Espace de libertés | Février 2019 (n° 476)

Dans son nouvel opus, « Les femmes artistes sont dangereuses », la journaliste et historienne Laure Adler dresse le portrait d’une cinquantaine de créatrices, le plus souvent oubliées par l’histoire de l’art. Une stupéfiante galerie, conçue comme la preuve ultime que le génie n’a pas de sexe.


Dans son œuvre Guerrilla Girls. Do women have to be naked to get into the Met.Museum (1989), l’artiste Cindy Sherman posait ce constat : seuls 4 % des artistes exposés au Metropolitan Museum of Art de New York sont des femmes alors que 76 % des nus, sont des nus féminins. C’est qu’en tant que muse, en tant qu’inspiration, en tant que sujet, en tant qu’allégorie même de la beauté, la femme est omniprésente dans l’histoire de l’art. Il en va tout autrement lorsqu’on considère sa place en tant que productrice. Non que la peinture soit pour les femmes une lubie récente qui leur serait venue – entre autres prétentions –  avec le droit de vote : le désir de créer un monde ex nihilo semble au contraire leur être présent depuis la nuit des temps, n’en déplaise à la sempiternelle partition réputée naturelle entre l’homme créateur et la femme procréatrice. « Selon Pline l’Ancien, c’est une femme peintre qui eut l’idée pour la première fois de peindre sur un mur », rappelle Laure Adler.

Grandes oubliées

La mise aux oubliettes réitérée de leurs productions éclaire bien plus sûrement notre médiocre connaissance des femmes créatrices. Il aura parfois fallu des siècles et souvent quelques hasards pour que la majorité d’entre elles soient redécouvertes. Tel est le cas d’Artemisia Gentileschi (1593-1652), peintre de l’école caravagesque qui fut appelée auprès de toutes les cours européennes et qui ouvrit son propre atelier de formation à Naples, mais qui n’entra dans l’histoire qu’au début du XXe siècle. Citons encore Paula Modersohn-Becker (1876-1907), inconnue du grand public jusqu’à ce que l’écrivaine Marie Darrieussecq ne s’y intéresse (Être ici est une splendeur, POL, 2016). De même que la grande artiste portugaise Paula Rego, née en 1935 et à laquelle le musée de l’Orangerie vient de consacrer en France une première rétrospective.
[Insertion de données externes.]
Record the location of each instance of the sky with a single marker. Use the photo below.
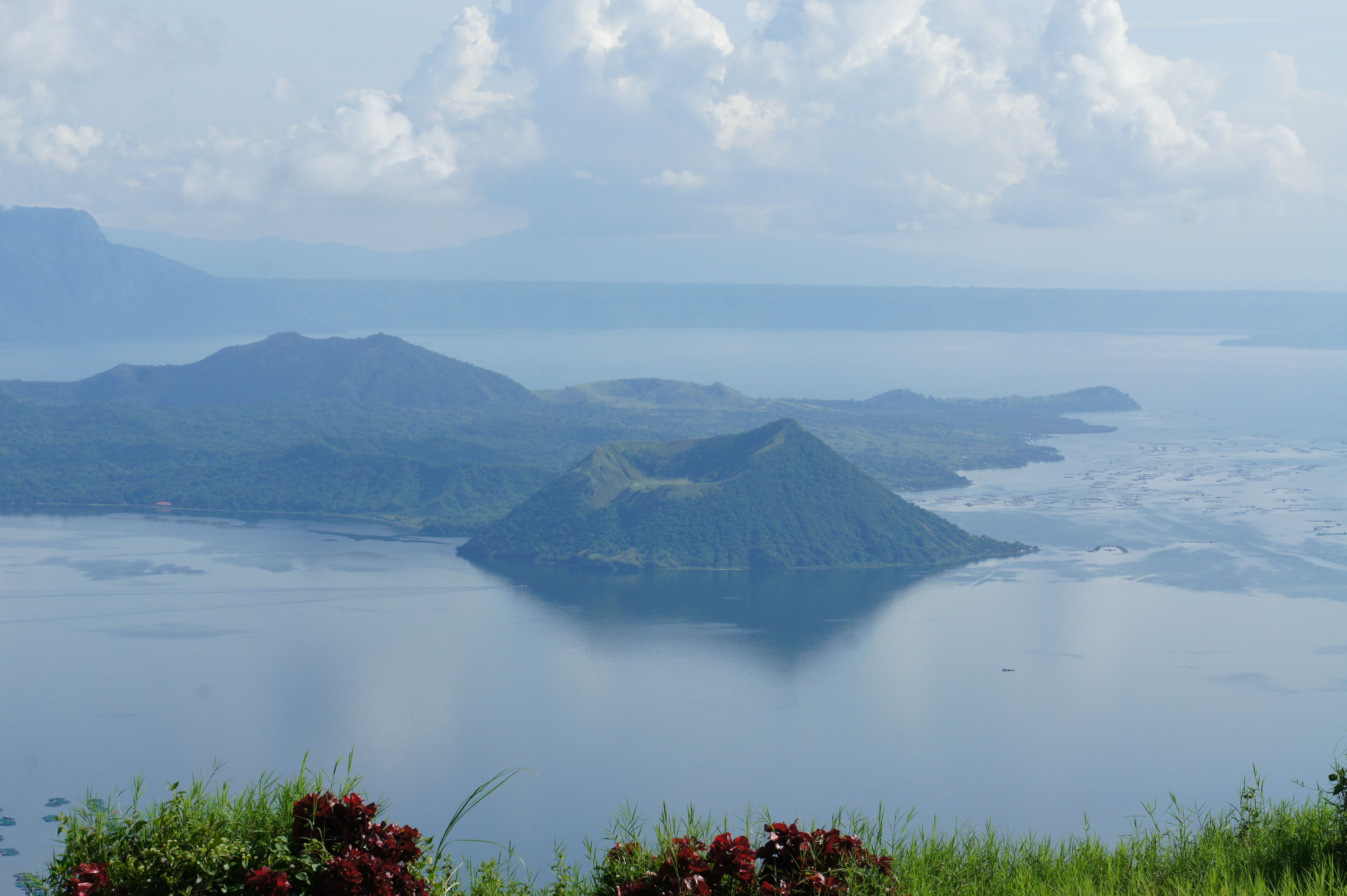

ok_culture_autoportrait-paula-modersohn-becker-1906

Née en 1876, Paula Modersohn-Becker (ici en autoportrait)
aura dû attendre 140 ans pour se faire connaître.

Pour autant, il serait trompeur de mettre la faible représentation des femmes dans l’histoire de l’art sur le seul compte d’un syndrome amnésique. Si elles sont minoritaires, c’est aussi parce qu’elles durent affronter de tout temps des obstacles majeurs, davantage encore que leurs sœurs écrivaines, auxquelles Laure Adler avait consacré un précédent ouvrage, Les femmes qui écrivent sont dangereuses. C’est que peindre ne nécessite pas seulement, comme le préconisait Virginia Woolf à propos de l’écriture, « une chambre à soi », mais aussi un atelier, des couleurs, des pinceaux, des modèles. De ces conditions matérielles comme de l’apprentissage des techniques, les femmes furent méthodiquement tenues éloignées. « Il faudra attendre 1897 pour que des femmes puissent s’inscrire à l’École des beaux-arts de Paris, mais à des horaires particuliers, sans être autorisées à suivre tous les cours, et sans rencontrer d’hommes », rappelle Laure Adler.

Derrière le père et l’amant

Longtemps, la condition sine qua non pour créer fut donc de côtoyer intimement un homme – père, mari ou amant –, lui-même artiste et disposé à partager son savoir-faire, voire à dispenser des encouragements. Mais pour créer une œuvre autonome, au-delà du couple qui lui servit parfois de matrice, toute artiste femme aura dû en passer par une épreuve de force consistant à briser ce que Virginia Woolf – toujours elle – appelle « le pouvoir hypnotique de la domination ». « L’idée même d’être artiste, d’y prétendre, de vouloir représenter sa propre vision du monde, de savoir qu’on en est capable, suppose déjà une force morale et psychique considérable. […] Et la femme qui crée, le plus souvent en solitaire, sans soutien d’aucune sorte, dans l’exclusion de la communauté qui ne lui donne pas droit à cette forme d’accomplissement, est donc perçue comme une exception, une anomalie, comme un monstre, bien plus souvent que comme un génie. » Une telle liberté souveraine, un tel courage forcené ne peuvent que toucher au cœur nos sensibilités contemporaines – par-delà le genre et jusqu’au danger.